Jim: Many of the readers of the Semiconductor Packaging Blog are concerned with the “halogen-free movement”, other than www.Halogen-Free.com, where else can we find more information on the topic? Where do you find the latest news?
Tim: The IPC is about to publish their J-STD-709 “Low Halogen Standard.” That will be a very useful guideline on what parts of electronics assemblies may contain halogens and some of the potential challenges in implementing halogen-free alternatives. The IPC (www.ipc.org) also offers many technical programs geared toward green electronics and halogen-free. One such example (and an example of self-promotion) is at the APEX tradeshow at the end of March where Dr. Lasky and I will be presenting a ½ day workshop on halogen-free.
Jim: A half-day workshop demands a lot of material. I imagine the workshop must be quite in-depth, what does it consist of?
Tim: The workshop will cover some of the historical trends that have lead companies to develop “greener” and halogen-free electronics. The majority of the discussion will be about the “green” legislation around the globe and how halogen-free affects the electronics assembly process and end product reliability.

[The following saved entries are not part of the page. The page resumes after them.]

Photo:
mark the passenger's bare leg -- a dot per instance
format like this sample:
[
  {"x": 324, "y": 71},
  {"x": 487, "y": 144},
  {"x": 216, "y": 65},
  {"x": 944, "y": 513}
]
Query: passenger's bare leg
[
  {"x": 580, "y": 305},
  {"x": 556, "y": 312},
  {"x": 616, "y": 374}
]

Jim: There are still holdouts for pb-free legislation. What do you say to anyone resisting the halogen-free movement?
Tim: Halogen-free is probably less about legislation than Pb-Free was. In the case of Pb-Free, the European RoHS Directive basically mandated that if you were to sell into the EU then the product had to be without Pb. For halogen-free, there are some legislative influences but the primary influence is the consumer buying response to items that are deemed more environmentally friendly. For both Pb-Free and Halogen-Free, there are very specific and very different business decisions that will determine if and how a company makes that transition.
Jim: Last words?
Tim: The “green” movement in electronics will dramatically affect the assemblers. It will be critical for them to understand how material properties will change and what they need to do to minimize the impact on assembly yields and product reliability.